One Month Behind Six Months Ahead

Usually I'm ramping up miles at this time of year, while recovering from a long ski season and a series of March ski marathons. Normally I'll take it easy for a week after the last marathon before returning to roads and trails, somewhat begrudgingly, as the snow melts away.

This time I am celebrating the waning days of winter with some skiing, along with a slow, enjoyable, return to some easy running. At this moment (Friday afternoon), I should still be on a plane, heading back to Fairbanks with my knee all wrapped up and no weight bearing activity for another six weeks, followed by another three to six months of rehab before even starting to jog again.

Today, I went out for 4.5 mile run in the cold April chill (21 F), and later this afternoon I'm taking my son out for some skiing at Birch Hill--hopefully they've groomed there a bit this week as we received a little snow and the temps have dropped.

Skiers in Fairbanks are so spoiled. The conditions now are considered marginal, and there is talk of moving on to rollerskiing. Hardly anyone is out there. Runners are starting to run on the ski trails with impunity. NO!
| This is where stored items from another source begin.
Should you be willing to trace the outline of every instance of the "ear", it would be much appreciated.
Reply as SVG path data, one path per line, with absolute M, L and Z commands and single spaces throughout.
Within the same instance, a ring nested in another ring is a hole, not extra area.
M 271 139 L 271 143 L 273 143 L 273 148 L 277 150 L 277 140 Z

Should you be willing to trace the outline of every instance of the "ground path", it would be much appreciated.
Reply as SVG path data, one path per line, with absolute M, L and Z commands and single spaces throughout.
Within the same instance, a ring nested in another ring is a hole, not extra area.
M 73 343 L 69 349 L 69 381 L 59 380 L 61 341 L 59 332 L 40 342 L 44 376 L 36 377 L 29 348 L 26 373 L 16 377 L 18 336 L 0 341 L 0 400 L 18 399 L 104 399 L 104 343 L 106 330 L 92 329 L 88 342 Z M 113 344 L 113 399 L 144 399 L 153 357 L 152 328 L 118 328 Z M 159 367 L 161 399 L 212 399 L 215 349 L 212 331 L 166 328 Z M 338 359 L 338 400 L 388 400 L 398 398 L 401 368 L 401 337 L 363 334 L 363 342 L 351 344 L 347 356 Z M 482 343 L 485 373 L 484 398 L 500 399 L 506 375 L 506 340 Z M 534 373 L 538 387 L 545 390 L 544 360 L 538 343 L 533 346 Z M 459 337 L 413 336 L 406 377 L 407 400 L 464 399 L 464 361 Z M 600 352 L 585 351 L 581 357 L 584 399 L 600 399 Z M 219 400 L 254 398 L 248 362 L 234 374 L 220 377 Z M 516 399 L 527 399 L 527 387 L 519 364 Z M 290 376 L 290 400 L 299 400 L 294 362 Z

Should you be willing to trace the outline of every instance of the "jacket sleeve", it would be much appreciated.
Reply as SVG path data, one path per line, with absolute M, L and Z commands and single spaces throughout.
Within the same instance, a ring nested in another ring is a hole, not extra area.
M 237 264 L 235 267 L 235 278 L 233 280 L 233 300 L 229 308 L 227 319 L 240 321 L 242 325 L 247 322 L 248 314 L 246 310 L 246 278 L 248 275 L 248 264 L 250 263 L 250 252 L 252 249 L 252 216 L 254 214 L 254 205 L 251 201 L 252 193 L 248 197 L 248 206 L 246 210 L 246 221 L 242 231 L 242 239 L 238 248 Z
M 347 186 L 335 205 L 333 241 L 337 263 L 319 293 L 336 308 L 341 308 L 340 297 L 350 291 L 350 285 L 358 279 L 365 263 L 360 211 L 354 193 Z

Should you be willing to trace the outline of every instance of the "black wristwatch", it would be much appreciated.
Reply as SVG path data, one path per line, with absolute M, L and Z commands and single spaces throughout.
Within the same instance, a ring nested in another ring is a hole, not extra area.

This is a great time of year to get out and see what much of the rest of the Nordic world would consider average. Every year I bring out the klister to work on waxing technique (need a lot of help there!) and to enjoy bomber kick on fast snow.

Skating is also fun--the snow is dirty and crusty, but it's fast and you are forced to keep your hips forward to maintain top balance and good glide. Otherwise you'll go skidding out.

This is the time of year that we should be having some multi-event fun races and relays. How about a 20K with 5K classic, 5K snowshoe run, 5K skate, and 5K road run?Skate, trail bike, snowshoe triathlon? One friend recently suggested a seven or eight stage 100 mile extravaganza that involves Nordic and alpine skiing, snowshoeing, ice skating, ski-jouring, cycling, and running. Wouldn't that be something?

For now I'm just glad to be back running, slow as it may be. 4.5 miles today! Did I mention that?